GlossaryTotal non-current assets

Total non-current assets

Also known as: long-term assets

Total non-current assets is the sum of all assets the company expects to hold and benefit from for longer than twelve months. It aggregates property plant and equipment, intangible assets, goodwill, and other long-term assets into a single subtotal on the balance sheet.

It represents the long-term capital base of the business, the accumulated result of investment decisions made over many years. Its composition tells you more about the nature and strategic posture of a business than almost any other single figure on the balance sheet.

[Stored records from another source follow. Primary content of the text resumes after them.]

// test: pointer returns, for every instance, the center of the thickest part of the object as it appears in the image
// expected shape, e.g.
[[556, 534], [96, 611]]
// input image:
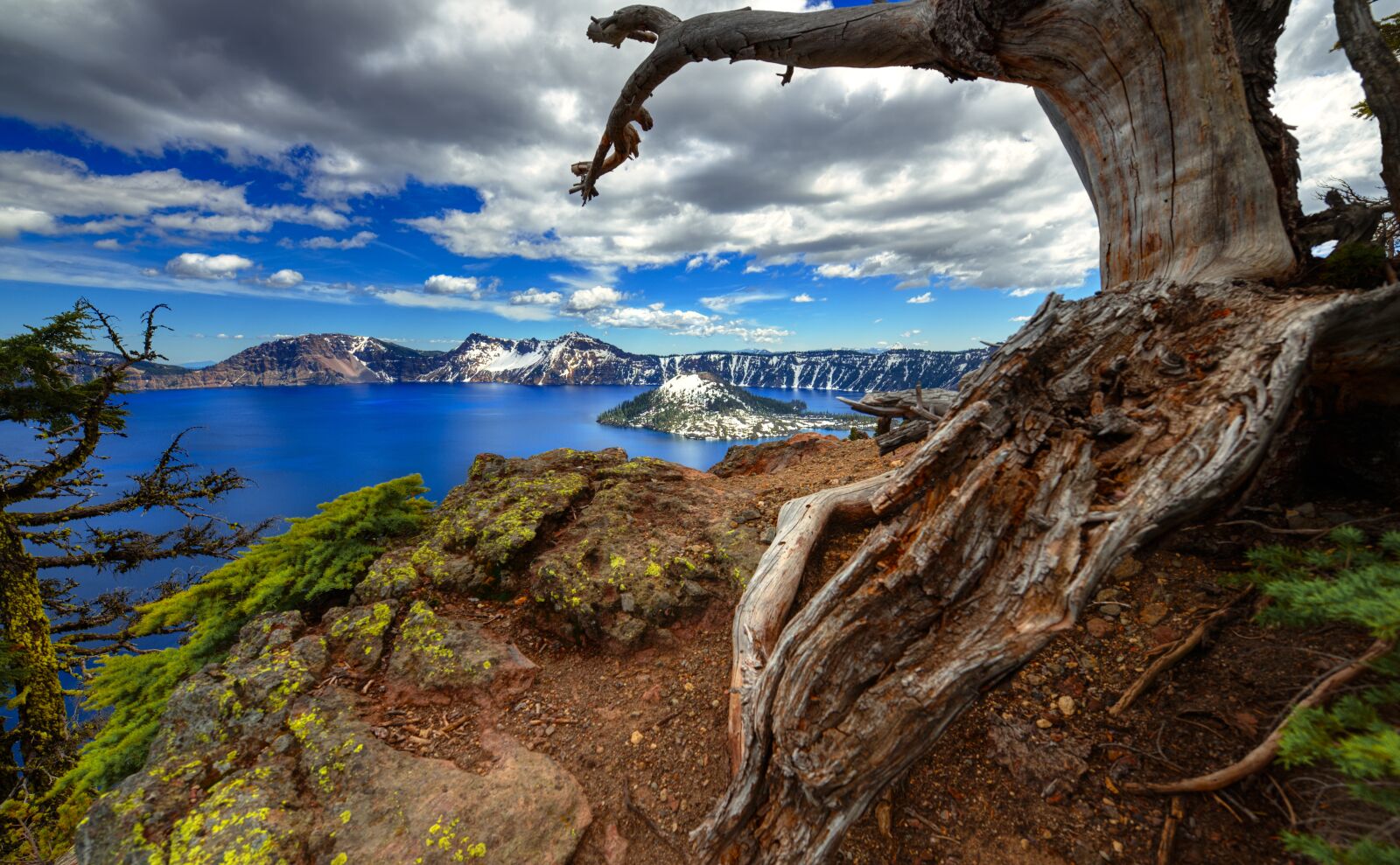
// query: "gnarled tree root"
[[1099, 426], [1264, 752]]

A capital-intensive manufacturer or utility will show a total non-current asset base dominated by property plant and equipment, reflecting decades of physical infrastructure investment. A technology company will show intangibles and goodwill reflecting a history of acquisition-led growth. A holding company will show equity method investments reflecting a portfolio of minority stakes. An asset-light software business may show a surprisingly thin non-current asset base relative to its revenue and market value precisely because its most valuable assets, its software, brand, and talent, are largely absent from the balance sheet under current accounting standards.

The ratio of non-current assets to total assets is a rough but useful indicator of capital intensity and operational flexibility. Businesses with a high proportion of non-current assets have significant fixed cost structures and limited ability to rapidly shrink their asset base in a downturn. Those with low non-current asset ratios can scale up and down more fluidly.

Return on assets and return on invested capital both incorporate non-current assets in their denominators, making the size and composition of the long-term asset base a direct input into how efficiently management is judged to be deploying the capital entrusted to it by shareholders and creditors.